鹿児島県民の皆さまへのお願い
~新型コロナウイルス感染症について~
 
    
           ◆自分だけは大丈夫と思わないで

 4月16日、安倍首相は、非常事態宣言を出しました。外出を控えてください。県外への移動を控えてください。人との接触を8割に抑えてください。3密は止めてください。
 鹿児島県での感染者はまだ8人ですが、7都道府県では爆発的な感染拡大が起こっています。本県でも、いつそのような状況になってもおかしくありません。
 県民すべてが、普段の生活ができず、ストレスで大変です。よく理解出来ます。しかし、若者の外出は、まだ十分には抑えられていないように思います。20歳から50歳が感染者の約7割を占めています。若者は行動範囲が広く活発です。そのことが大きな感染拡大に繋がります。その事を是非知っておいてください。
 もし、自分の知り合いの人がコロナ感染で亡くなられたら、きっと哀しいはずです。そして、その亡くなった人にうつしたのがあなただとしたら、入院せずに軽度で済んだとしてもどんなに悔やまれることでしょう。不用意に動きまわることは、その可能性を増やしてしまうことになります。今は我慢する時だということを、ぜひ理解してください。出来るだけ冷静に、自分を大切に、そして周囲の人を大切に考えてください。

◆医療機関の受け入れ態勢を維持していくために

 今後本県の感染者数が増加し、重症例が発生した時の受け入れ体制について、週一回開かれる県行政のコロナ対策調整会議において、協議を重ねているところです。具体的には検査体制、診察体制、入院体制についてです。陽性者についてのトリアージ、無症状者、軽症者、中等度者、重症者、重篤患者のいずれかを判断し、隔離先(施設、ホテル)や入院先の病院を決定します。
 通常の心筋梗塞や脳梗塞やがんなどの患者さんについても、いつものように対応し、今までと同じように、医療は維持しなければなりません。患者数が急激に増えベッド数が不足したり、医療従事者が疲労困憊して医療崩壊状態になってしまっては大変です。このような事態にならない為にも、コロナ感染者の増加を、少しでも緩やかなカーブにしなければなりません。そのために、最低5月6日までは、「うつらない、うつさない」の心で行動変容をお願いします。

◆医療機関への偏見や差別

 今この時も医療関係者は、コロナ感染の恐怖の中で戦っています。戦っている医療機関の医師や看護師や事務職員にも、子どもや孫、そして親がいます。その愛する人たちに、うつすかもしれないという恐怖の内で、それでも自分が医療職であるという使命感をもって戦っています。さらに自分の子どもが、バイキンと言われ、いじめにあうかもしれないという、恐れとも戦っているのです。
 市中の診療所ならば、医師自身が罹ったら、当然一定期間休診にするばかりでなく、診療所のすべてのスタッフやその家族の心配もしなければなりません。そして、自分の家族そのものに危害が及ぶことになります。
 知ってください。わかってください。感染が拡大すれば、誰もが感染者になります。そのとき、偏見や差別を受けたらどんな思いをするでしょうか。一人ひとりがよく考え、不確かな情報に惑わされないでください。人を決して傷つけないように、正しい情報に基づいた冷静な行動をするようにしてほしいのです。まして、地域の医療機関の活動が差別意識で妨げられるようなことは、決してあってはならないことでしょう。

◆心を一つに戦いましょう

 今もつらい治療と闘っている患者さんがいます。
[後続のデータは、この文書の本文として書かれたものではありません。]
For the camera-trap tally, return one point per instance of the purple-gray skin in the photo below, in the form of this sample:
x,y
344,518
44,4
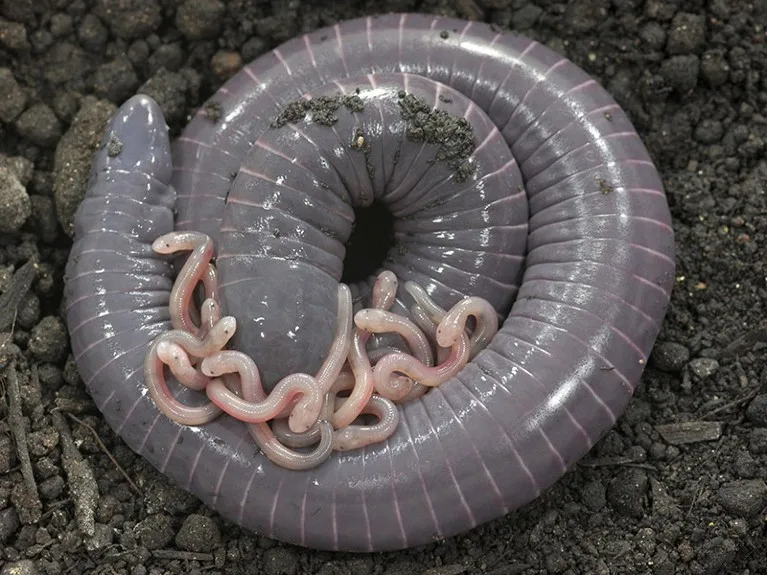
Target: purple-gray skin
x,y
579,262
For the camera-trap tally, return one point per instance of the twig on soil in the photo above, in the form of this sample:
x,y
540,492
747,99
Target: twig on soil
x,y
745,399
618,462
756,335
16,423
82,482
14,294
107,452
173,554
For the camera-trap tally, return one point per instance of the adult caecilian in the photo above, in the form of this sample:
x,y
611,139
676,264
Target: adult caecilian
x,y
597,277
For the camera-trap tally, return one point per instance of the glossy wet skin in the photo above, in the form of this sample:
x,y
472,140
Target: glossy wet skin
x,y
598,273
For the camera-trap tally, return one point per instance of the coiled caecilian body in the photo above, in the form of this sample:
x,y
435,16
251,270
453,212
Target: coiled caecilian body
x,y
560,222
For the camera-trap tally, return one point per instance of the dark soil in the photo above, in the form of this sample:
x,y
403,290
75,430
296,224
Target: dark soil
x,y
653,497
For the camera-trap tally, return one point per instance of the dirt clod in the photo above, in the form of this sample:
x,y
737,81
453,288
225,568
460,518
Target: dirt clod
x,y
199,533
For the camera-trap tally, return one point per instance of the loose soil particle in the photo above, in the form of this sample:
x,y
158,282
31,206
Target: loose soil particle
x,y
693,76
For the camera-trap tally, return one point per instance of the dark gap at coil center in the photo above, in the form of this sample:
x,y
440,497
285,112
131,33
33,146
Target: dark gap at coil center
x,y
369,243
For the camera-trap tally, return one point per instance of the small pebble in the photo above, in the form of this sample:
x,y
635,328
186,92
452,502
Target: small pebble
x,y
253,48
12,97
61,25
74,155
130,20
39,125
13,36
200,19
757,441
526,17
43,441
92,33
756,412
714,68
156,531
15,205
9,524
199,533
116,80
225,64
654,35
168,56
19,10
52,487
48,340
687,34
23,567
645,540
716,554
681,72
43,218
102,537
743,498
7,454
708,131
20,167
703,367
280,561
108,506
745,466
626,492
670,356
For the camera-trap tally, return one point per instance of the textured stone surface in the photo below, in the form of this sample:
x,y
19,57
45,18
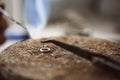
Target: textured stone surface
x,y
23,60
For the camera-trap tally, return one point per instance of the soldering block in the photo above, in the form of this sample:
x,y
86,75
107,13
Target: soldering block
x,y
23,60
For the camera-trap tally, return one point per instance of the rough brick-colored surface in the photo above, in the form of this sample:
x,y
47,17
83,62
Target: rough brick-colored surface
x,y
23,60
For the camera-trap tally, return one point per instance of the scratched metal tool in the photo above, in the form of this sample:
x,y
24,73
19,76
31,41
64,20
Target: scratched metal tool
x,y
96,59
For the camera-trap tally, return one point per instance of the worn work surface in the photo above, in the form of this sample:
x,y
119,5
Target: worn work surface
x,y
23,61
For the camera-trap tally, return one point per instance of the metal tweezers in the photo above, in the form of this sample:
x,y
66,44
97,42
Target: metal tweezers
x,y
97,59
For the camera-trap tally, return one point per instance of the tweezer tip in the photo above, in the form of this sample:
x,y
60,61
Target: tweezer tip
x,y
47,41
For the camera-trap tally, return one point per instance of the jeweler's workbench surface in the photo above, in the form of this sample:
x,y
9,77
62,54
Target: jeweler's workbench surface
x,y
23,61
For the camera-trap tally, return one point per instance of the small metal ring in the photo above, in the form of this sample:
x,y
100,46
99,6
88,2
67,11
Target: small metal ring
x,y
45,50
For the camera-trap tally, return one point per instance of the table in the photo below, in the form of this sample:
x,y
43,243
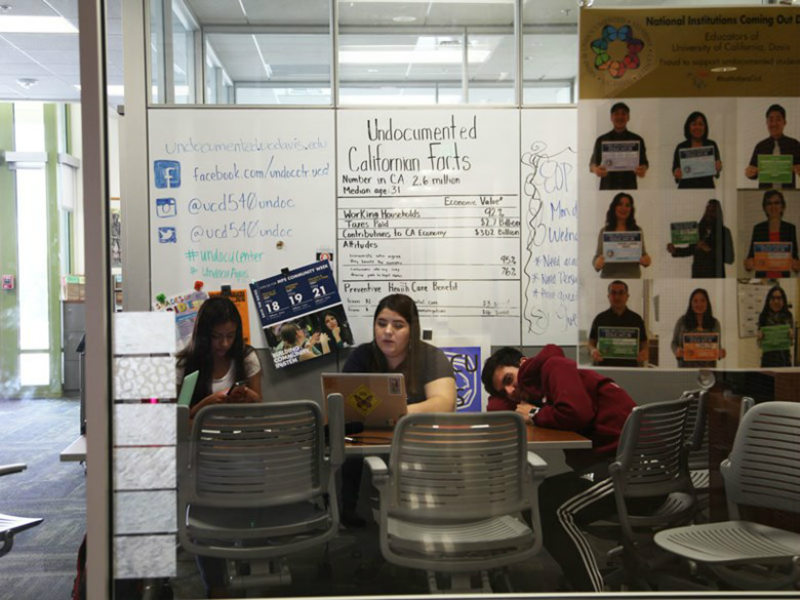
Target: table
x,y
379,441
76,451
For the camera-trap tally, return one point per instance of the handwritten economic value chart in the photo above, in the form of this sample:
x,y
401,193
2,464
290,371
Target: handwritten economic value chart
x,y
429,206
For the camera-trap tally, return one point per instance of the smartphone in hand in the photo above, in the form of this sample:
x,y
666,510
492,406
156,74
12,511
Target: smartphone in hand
x,y
235,385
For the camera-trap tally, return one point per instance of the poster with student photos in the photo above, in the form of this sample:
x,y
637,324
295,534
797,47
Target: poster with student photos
x,y
301,314
736,121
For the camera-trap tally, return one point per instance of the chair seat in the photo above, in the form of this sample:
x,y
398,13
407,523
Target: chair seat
x,y
455,540
256,524
10,524
730,542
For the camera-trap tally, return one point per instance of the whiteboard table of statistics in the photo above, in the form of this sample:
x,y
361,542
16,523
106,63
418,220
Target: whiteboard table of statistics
x,y
231,193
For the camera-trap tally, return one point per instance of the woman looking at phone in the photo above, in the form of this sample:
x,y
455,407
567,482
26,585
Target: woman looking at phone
x,y
397,347
229,370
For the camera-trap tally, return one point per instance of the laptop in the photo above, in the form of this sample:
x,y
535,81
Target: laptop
x,y
187,388
377,400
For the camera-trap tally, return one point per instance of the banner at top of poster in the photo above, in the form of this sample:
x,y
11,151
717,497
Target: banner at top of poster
x,y
682,52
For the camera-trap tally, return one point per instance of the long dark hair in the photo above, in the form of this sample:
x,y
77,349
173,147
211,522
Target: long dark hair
x,y
686,126
197,356
611,217
690,320
783,312
406,308
768,195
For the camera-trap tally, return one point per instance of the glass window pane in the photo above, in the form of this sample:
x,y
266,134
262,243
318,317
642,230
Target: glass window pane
x,y
549,54
274,69
182,57
29,127
438,44
34,369
32,247
156,49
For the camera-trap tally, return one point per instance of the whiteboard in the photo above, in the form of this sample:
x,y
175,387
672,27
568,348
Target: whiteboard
x,y
429,206
550,226
238,194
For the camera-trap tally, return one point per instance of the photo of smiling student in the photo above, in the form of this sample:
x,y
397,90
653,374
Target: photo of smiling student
x,y
773,243
775,335
619,155
621,251
776,159
696,161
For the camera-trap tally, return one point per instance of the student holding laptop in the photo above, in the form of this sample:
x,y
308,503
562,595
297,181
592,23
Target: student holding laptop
x,y
397,347
229,371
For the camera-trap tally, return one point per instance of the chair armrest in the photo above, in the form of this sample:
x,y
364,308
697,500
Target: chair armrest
x,y
378,469
537,464
13,468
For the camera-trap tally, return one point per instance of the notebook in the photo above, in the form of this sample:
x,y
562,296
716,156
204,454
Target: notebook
x,y
377,400
187,388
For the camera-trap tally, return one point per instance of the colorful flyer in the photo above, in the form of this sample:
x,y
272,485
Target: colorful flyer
x,y
619,156
775,168
622,246
301,314
700,346
697,162
684,232
776,337
618,342
772,256
239,298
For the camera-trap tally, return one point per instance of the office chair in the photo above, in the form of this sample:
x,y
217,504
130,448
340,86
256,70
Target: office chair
x,y
652,489
451,497
762,470
9,524
257,481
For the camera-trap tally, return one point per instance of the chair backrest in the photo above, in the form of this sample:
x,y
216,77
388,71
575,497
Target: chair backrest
x,y
697,428
263,454
455,466
763,468
653,450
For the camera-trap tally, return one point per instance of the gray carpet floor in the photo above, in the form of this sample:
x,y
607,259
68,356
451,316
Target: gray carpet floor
x,y
41,564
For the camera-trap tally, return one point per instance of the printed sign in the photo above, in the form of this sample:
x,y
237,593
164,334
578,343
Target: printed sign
x,y
697,162
684,232
622,246
466,362
776,337
618,342
301,314
185,307
620,156
772,256
239,298
700,346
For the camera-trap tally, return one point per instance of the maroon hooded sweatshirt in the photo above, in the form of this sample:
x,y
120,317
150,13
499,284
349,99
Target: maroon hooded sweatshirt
x,y
572,399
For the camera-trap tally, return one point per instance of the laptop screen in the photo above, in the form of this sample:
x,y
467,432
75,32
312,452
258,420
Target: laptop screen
x,y
187,388
374,399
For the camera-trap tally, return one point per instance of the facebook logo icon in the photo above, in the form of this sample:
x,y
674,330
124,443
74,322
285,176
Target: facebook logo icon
x,y
167,173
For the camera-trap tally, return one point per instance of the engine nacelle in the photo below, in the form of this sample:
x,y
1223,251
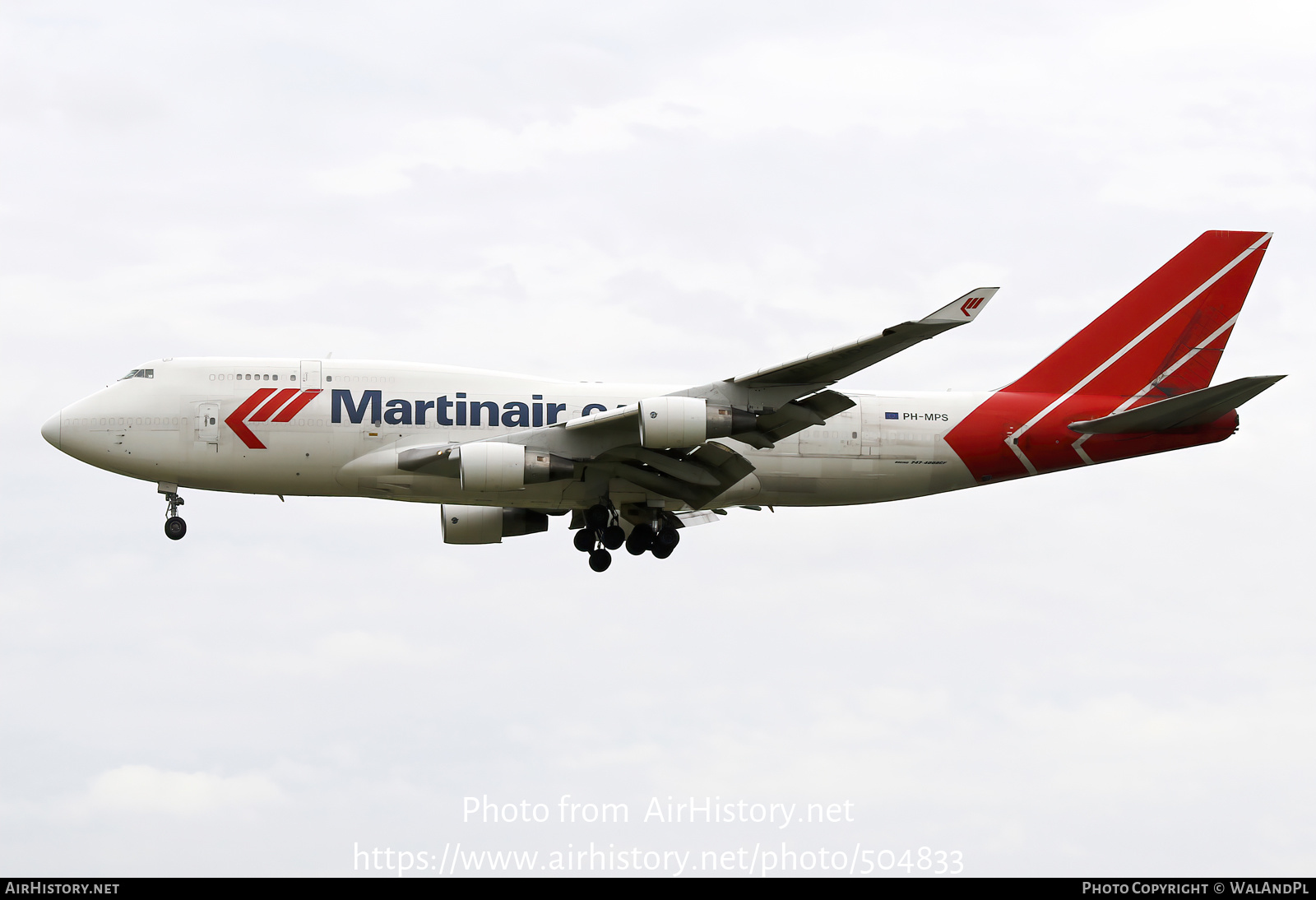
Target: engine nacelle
x,y
490,524
688,421
498,466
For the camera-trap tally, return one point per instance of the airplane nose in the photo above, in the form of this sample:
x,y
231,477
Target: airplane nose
x,y
50,430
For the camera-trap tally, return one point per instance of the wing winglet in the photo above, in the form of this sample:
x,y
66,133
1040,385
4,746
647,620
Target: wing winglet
x,y
1184,411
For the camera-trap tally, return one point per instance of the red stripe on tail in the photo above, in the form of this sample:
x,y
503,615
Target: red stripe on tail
x,y
1165,337
296,406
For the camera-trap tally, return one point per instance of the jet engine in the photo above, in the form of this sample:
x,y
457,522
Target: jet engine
x,y
688,421
497,466
490,524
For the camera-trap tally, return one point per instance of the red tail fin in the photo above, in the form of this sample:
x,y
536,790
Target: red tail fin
x,y
1168,333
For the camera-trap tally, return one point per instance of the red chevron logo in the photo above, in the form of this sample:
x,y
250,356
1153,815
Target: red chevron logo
x,y
267,407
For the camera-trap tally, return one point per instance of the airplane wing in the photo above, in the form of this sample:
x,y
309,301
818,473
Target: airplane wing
x,y
770,404
1182,411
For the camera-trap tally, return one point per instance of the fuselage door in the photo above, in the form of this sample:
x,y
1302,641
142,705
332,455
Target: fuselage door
x,y
208,423
837,437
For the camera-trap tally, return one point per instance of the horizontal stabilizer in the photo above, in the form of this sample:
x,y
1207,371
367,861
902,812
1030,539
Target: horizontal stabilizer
x,y
1182,411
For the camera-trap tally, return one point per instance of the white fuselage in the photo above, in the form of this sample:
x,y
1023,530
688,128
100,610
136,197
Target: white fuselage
x,y
170,428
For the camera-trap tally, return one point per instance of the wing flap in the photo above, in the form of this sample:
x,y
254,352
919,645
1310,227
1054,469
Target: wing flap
x,y
1182,411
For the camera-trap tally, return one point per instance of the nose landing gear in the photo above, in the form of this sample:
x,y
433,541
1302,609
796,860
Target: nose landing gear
x,y
174,527
600,535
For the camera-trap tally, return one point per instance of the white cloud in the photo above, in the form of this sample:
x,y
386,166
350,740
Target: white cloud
x,y
149,790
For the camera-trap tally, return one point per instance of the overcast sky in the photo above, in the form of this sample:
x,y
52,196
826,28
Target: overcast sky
x,y
1094,673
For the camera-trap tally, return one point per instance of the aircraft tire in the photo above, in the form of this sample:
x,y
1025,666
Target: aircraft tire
x,y
614,537
175,528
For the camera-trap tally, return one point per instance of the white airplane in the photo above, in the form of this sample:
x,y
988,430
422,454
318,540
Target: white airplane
x,y
632,463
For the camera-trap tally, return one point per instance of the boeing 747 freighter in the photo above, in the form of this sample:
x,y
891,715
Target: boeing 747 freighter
x,y
635,463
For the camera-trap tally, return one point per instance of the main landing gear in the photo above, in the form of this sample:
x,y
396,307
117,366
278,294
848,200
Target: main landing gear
x,y
174,527
602,533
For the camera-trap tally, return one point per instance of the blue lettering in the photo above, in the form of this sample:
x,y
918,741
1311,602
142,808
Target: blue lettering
x,y
355,414
398,412
517,416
いっときも早く良くなって、退院していただきたいと思います。我々のできることは、安易に外出したり、密閉、密集、密接をしないことです。あなたの行動が、新らしい患者さんを作ってしまうかもしれません。
 もしこの夏にウイルスに打ち勝つことができれば、夏の青空にエネルギーに満ち満ちた入道雲を希望を持って仰ぎ見ることができるでしょう。
 私達医療従事者も、コロナウイルスと戦ってまいります。毎日の診療にストレスも感じますが、乗り越えていきたいと思います。
 県民の皆様にお願いです。我慢と闘って、この窮地を乗り越えて下さい。戦いは、長くてつらいと思いますが、みんなで心を一つにチェストの精神で頑張って参りましょう。